This project will use an Arduino/Raspberry Pi with a DHT11 sensor to collect weather data (temperature and humidity) and then train a regression model to predict future patterns based on the collected data.

Part 1: Setting Up the IoT Device
Components Needed:
Raspberry Pi (recommended) or Arduino
DHT11 Sensor (or DHT22 for more accuracy)
Jumper Wires
Breadboard
Step 1: Connect the DHT11 Sensor
The DHT11 sensor has three pins:

VCC: Connect to 5V (3.3V on Raspberry Pi)
GND: Connect to Ground (GND)
DATA: Connect to a GPIO pin (e.g., GPIO4 on Raspberry Pi)
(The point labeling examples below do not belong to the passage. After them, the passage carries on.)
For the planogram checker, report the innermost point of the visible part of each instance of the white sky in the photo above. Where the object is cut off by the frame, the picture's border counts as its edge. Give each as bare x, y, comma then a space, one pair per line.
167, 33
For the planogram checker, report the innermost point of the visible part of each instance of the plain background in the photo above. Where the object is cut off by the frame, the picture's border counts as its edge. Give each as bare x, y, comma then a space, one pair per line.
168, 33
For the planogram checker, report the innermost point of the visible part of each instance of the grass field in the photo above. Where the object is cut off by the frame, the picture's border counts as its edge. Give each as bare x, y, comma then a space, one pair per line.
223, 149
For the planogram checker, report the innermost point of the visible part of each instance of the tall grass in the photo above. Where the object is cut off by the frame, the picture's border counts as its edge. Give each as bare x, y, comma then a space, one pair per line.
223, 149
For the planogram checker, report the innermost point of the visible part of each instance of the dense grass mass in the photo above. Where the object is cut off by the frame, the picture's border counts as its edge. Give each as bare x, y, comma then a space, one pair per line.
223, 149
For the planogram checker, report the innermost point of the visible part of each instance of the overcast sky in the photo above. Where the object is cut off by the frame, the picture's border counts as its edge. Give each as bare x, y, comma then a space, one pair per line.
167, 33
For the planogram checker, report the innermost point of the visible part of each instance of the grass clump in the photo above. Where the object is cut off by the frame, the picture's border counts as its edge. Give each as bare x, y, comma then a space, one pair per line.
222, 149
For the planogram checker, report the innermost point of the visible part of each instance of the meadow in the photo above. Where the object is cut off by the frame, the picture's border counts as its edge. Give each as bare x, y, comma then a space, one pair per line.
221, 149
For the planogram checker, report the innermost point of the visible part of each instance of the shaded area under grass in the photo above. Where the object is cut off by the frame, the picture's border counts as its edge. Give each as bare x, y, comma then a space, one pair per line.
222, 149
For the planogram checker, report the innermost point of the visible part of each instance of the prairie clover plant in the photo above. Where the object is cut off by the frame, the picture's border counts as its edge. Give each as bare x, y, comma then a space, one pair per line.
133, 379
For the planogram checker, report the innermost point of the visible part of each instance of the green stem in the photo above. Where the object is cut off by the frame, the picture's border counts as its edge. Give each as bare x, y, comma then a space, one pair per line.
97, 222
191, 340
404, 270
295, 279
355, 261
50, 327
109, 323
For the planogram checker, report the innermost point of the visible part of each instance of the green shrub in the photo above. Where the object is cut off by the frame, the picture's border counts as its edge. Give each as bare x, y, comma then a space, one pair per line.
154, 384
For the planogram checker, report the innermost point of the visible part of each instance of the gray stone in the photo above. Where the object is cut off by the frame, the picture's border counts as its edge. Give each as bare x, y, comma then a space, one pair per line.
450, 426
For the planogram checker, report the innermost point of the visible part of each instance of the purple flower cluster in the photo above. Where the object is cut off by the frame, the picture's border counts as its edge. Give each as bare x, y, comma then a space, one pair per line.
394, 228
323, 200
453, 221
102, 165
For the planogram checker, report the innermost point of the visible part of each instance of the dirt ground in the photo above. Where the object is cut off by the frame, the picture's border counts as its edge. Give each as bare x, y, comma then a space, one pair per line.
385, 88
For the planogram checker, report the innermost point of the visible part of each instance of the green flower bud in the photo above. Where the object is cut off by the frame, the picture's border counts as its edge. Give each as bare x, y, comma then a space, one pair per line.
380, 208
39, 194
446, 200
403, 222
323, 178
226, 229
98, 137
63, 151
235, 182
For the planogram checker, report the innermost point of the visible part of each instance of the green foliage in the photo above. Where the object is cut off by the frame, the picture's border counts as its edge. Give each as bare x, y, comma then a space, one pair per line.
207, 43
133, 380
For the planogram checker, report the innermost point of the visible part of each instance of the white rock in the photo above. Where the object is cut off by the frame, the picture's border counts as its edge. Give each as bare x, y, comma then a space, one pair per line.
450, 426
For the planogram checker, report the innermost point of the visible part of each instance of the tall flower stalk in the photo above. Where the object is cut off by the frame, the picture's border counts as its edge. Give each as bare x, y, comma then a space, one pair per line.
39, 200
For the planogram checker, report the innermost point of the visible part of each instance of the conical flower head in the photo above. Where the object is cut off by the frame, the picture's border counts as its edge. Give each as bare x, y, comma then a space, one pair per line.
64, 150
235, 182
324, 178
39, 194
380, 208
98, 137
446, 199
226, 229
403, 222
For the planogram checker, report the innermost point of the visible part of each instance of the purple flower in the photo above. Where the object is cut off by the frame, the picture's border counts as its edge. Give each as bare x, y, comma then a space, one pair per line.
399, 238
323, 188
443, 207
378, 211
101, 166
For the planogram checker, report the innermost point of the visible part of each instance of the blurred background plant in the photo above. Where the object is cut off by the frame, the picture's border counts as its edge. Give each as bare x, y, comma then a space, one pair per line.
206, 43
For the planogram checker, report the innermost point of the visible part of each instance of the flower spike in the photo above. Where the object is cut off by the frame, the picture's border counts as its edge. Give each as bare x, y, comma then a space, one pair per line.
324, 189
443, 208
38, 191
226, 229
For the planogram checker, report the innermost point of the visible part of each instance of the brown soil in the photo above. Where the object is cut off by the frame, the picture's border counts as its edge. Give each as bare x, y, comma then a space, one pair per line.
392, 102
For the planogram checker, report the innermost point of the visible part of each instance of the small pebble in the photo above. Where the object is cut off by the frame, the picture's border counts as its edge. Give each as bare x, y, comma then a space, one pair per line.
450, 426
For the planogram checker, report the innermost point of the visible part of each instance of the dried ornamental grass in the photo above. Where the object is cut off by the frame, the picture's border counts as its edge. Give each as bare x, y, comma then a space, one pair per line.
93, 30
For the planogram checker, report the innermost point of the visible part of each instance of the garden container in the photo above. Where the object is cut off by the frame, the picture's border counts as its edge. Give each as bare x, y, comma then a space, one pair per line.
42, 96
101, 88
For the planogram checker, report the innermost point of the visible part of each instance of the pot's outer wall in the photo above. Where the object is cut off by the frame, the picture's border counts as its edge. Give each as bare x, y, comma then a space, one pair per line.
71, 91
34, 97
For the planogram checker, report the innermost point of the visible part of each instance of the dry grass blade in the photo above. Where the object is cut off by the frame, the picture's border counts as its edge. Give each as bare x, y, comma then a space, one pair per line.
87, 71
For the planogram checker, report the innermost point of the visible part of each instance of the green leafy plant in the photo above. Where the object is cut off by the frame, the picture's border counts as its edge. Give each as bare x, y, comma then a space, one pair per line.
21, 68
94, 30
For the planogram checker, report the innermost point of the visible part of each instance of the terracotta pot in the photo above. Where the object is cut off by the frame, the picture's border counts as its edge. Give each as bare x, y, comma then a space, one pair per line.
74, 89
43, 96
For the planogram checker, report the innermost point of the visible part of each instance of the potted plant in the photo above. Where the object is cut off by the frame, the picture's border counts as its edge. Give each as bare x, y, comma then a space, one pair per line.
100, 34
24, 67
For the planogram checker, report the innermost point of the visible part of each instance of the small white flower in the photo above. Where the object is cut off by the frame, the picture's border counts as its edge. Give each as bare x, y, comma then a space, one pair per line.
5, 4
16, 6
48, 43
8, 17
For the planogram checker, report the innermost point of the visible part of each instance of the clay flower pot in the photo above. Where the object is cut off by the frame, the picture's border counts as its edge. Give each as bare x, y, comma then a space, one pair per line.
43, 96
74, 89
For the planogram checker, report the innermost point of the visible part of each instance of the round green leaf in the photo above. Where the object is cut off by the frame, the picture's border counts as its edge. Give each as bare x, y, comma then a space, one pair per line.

Step 2: Install Required Libraries on Raspberry Pi
If you're using a Raspberry Pi, start by enabling I2C and installing the required libraries:

In [None]:
sudo apt-get update
sudo apt-get install python3-pip
pip3 install Adafruit_DHT


Step 3: Write Code to Collect Data
Here’s a Python script that reads temperature and humidity data from the DHT11 sensor:

In [None]:
import Adafruit_DHT
import time
import csv

# Sensor type and GPIO pin
DHT_SENSOR = Adafruit_DHT.DHT11
DHT_PIN = 4  # Replace with the GPIO pin you used for DATA

# File to save data
filename = "weather_data.csv"

# Open the file in write mode
with open(filename, mode='w', newline='') as file:
    writer = csv.writer(file)
    writer.writerow(["Timestamp", "Temperature (C)", "Humidity (%)"])
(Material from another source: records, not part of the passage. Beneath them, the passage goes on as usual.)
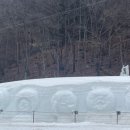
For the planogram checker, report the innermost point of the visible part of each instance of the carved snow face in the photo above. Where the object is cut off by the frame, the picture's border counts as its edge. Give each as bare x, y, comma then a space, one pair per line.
27, 100
100, 99
64, 101
24, 104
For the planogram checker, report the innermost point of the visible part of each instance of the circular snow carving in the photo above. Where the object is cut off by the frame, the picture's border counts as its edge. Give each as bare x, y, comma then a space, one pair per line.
127, 100
4, 100
26, 100
100, 100
64, 101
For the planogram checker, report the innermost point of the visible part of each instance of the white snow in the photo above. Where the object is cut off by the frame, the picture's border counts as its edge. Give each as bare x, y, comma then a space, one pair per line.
53, 126
55, 99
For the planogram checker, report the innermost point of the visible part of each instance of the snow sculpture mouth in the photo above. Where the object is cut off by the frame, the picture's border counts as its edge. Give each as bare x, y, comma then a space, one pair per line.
27, 100
63, 101
100, 99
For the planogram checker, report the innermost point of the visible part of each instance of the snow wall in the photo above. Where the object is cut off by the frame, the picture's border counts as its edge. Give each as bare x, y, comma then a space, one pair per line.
64, 95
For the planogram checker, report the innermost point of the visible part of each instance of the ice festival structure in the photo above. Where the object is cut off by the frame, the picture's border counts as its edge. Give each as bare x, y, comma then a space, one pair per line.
56, 96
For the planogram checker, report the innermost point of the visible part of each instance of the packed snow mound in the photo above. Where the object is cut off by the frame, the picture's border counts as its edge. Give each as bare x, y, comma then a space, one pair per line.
64, 101
64, 95
101, 99
27, 100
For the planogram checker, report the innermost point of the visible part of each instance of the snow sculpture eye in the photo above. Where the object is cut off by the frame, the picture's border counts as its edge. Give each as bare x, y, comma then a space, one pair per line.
4, 100
64, 101
100, 100
26, 100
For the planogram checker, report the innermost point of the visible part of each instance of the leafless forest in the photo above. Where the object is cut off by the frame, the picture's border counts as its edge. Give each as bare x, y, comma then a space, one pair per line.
52, 38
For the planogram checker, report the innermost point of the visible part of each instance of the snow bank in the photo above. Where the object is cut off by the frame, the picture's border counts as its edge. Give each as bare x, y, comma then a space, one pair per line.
54, 99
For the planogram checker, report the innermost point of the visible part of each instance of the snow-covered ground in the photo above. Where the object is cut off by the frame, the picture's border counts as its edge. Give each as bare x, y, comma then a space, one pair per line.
52, 126
97, 99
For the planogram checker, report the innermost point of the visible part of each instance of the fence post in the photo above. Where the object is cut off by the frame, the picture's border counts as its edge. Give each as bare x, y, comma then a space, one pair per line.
75, 116
33, 116
117, 119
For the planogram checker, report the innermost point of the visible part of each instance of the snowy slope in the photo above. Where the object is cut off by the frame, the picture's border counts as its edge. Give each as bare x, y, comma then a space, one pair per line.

    # Collect data for a set period (e.g., 1 hour, every 5 seconds)
    for i in range(720):  # Collect data 720 times (for 1 hour at 5-second intervals)
        humidity, temperature = Adafruit_DHT.read(DHT_SENSOR, DHT_PIN)
        
        if humidity is not None and temperature is not None:
            timestamp = time.strftime("%Y-%m-%d %H:%M:%S")
            print(f"Time: {timestamp} Temp: {temperature}C Humidity: {humidity}%")
            
            # Write data to CSV
            writer.writerow([timestamp, temperature, humidity])
        
        time.sleep(5)  # Wait for 5 seconds before next reading


This script will create a file named weather_data.csv and log temperature and humidity data every 5 seconds for an hour.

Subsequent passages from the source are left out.